« Le Premier ministre israélien est connu pour être un homme qui aime jouer avec le temps et reporter les grandes décisions. Mais, note le New York Times, il risque de ne plus pouvoir le faire très longtemps. »
En effet, Benyamin Netanyahu est coincé. Le quotidien américain précise : « Sur le plan intérieur, ses partenaires de la coalition d’extrême droite menacent de faire éclater le gouvernement s’il accepte un cessez-le-feu et ne tente pas de chasser le Hamas de Rafah, dans le sud de la bande de Gaza. (…) Mais sur le plan diplomatique, ses alliés, en particulier les États-Unis, le poussent à accepter un cessez-le-feu et à renoncer à Rafah et aux victimes civiles potentielles qu’une opération de grande envergure entraînerait. »

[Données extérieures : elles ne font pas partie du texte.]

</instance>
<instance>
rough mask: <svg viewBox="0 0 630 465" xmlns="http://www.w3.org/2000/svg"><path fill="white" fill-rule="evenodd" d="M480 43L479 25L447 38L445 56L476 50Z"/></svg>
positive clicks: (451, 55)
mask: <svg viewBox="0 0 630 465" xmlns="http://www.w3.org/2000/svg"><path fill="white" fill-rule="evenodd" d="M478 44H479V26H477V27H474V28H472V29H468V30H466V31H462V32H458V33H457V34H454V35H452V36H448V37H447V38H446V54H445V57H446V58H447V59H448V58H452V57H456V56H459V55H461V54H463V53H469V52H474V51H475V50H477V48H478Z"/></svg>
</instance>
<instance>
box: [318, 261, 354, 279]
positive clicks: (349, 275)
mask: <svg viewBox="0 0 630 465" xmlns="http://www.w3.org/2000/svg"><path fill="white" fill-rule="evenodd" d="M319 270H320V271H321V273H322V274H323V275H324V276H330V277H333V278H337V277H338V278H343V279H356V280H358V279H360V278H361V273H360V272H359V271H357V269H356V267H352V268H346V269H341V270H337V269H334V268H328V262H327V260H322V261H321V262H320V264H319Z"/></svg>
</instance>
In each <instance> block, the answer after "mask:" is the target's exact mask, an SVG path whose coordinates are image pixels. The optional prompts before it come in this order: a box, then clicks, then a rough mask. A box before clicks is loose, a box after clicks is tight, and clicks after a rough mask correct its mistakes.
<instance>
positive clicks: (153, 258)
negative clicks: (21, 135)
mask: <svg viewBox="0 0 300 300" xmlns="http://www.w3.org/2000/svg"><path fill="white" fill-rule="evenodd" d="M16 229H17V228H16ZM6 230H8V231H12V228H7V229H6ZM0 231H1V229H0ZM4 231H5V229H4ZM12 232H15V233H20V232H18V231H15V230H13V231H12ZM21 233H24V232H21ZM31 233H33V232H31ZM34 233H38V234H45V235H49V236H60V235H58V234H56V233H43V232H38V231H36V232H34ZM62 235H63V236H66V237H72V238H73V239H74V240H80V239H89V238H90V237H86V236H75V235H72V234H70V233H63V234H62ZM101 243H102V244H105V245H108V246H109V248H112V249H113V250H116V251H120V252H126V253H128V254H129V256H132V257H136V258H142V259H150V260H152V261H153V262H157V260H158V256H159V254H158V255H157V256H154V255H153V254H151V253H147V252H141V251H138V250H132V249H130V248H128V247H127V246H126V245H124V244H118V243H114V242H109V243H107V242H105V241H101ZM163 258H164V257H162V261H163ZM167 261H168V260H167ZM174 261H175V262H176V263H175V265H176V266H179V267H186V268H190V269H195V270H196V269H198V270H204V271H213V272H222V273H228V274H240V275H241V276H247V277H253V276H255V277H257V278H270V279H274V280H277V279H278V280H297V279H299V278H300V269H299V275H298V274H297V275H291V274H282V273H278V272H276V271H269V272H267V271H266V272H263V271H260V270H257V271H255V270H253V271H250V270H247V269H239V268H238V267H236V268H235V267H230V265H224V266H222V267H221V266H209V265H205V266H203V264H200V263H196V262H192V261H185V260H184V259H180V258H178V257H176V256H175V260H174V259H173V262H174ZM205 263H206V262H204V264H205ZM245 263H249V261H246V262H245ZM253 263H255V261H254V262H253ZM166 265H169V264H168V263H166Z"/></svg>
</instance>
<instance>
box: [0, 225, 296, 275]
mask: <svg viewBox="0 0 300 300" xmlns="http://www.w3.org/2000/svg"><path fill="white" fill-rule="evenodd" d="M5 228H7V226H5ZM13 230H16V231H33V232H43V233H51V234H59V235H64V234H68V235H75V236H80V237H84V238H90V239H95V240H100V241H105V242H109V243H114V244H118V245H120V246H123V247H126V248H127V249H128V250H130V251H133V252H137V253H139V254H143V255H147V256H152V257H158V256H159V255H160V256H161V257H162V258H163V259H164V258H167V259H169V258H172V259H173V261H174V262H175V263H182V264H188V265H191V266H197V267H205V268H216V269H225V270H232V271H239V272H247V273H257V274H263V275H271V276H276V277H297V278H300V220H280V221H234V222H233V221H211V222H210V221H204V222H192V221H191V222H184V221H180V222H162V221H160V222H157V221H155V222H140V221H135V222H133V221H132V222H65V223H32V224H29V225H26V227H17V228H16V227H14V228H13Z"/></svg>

En fait, analyse le Guardian à Londres, « Netanyahu est pris dans un piège qu’il a lui-même créé, voué à mener une guerre sans fin et impossible à gagner. (…) Il a choisi délibérément de poursuivre la guerre. Il craint que même une trêve ou une pause, sans parler d’une paix durable, puisse accélérer sa chute politique, sa défenestration en tant que Premier ministre et, potentiellement, sa condamnation devant un tribunal pour diverses accusations de longue date pour corruption. Au pouvoir, il est protégé. À court de puissance, il serait grillé ». Finalement, ironise le Guardian, « espérer que Netanyahu fasse ce qu’il faut, c’est un peu comme espérer qu’il ne pleuve pas à Manchester ».
Mais, attention, conclut le quotidien britannique, « si Netanyahu continue d’ignorer toutes les injonctions de paix, apparemment pour maintenir la pression sur le Hamas, mais en réalité parce qu’il essaie de sauver sa peau, les États-Unis doivent réduire leur aide à Israël, imposer des sanctions immédiates – et soutenir publiquement l’inculpation de Netanyahu pour crimes de guerre ».
Le Temps à Genève ne se prive pas non plus de tirer à boulets rouges sur le Premier ministre israélien : « Le raisonnement de Benyamin Netanyahu est sans appel, écrit le journal : Israël est déterminé "à se défendre", même s’il doit "rester seul" et avoir raison contre tous. Rafah peut mourir. Le paradoxe, bien sûr, c’est que le Premier ministre israélien ne cesse de chercher l’approbation indéfectible de l’Occident pour mieux s’enfoncer dans son entêtement solitaire. Deux choix, pointe Le Temps, s’offrent aujourd’hui aux amis des Israéliens et des Palestiniens – ce qui ne devrait pas être antinomique, même aujourd’hui. Ils devront s’employer à gérer, chez eux, les contrecoups en cascade d’une politique israélienne qu’ils jugent, au fond d’eux-mêmes, de plus en plus catastrophique. Ou ils devront, avant que Rafah et Gaza finissent de partir en fumée, agir de toutes leurs forces, à la racine, pour mettre fin à ce cauchemar. »
Pour Haaretz à Tel Aviv, une seule solution : « Israël doit dire oui à un accord sur les otages, et non à la conquête de Rafah. (…) L’opération militaire à Rafah ne fera pas avancer la libération des otages. Au contraire, elle nuira à cette perspective et risque également d’aggraver l’ampleur de la catastrophe humanitaire dans la bande de Gaza et d’alourdir le bilan des victimes gazaouies. (…) Hier, relève Haaretz, la délégation israélienne aux négociations a atterri au Caire et il a également été rapporté que la délégation du Hamas s'y trouve désormais. Le moment est (donc) venu de mettre de côté le populisme de certains ministres comme Ben-Gvir et Smotrich et celui des autres membres d’extrême droite du cabinet, de faire preuve de leadership et de prendre les bonnes décisions. La seule façon de rendre les otages, conclut le quotidien israélien, est d’agir avec courage et de signer un accord, même s’il implique un prix douloureux. »
En attendant, soupire Le Figaro à Paris, « cette nouvelle donne pourrait avoir des conséquences catastrophiques à court terme. Dans le sud, les terminaux de Kerem Shalom et de Rafah sont bloqués. C’est par là qu’entre l’essentiel de l’aide humanitaire, seule source d’approvisionnement pour les 2,5 millions de Palestiniens de la bande de Gaza. Les Nations unies ont fait part hier [7 mai, NDLR] de leur inquiétude : les besoins sont tels dans la bande de Gaza qu’il n’y a quasiment aucune réserve d’essence ni de nourriture. Et selon le Programme alimentaire mondial, c’est déjà la famine dans le nord ».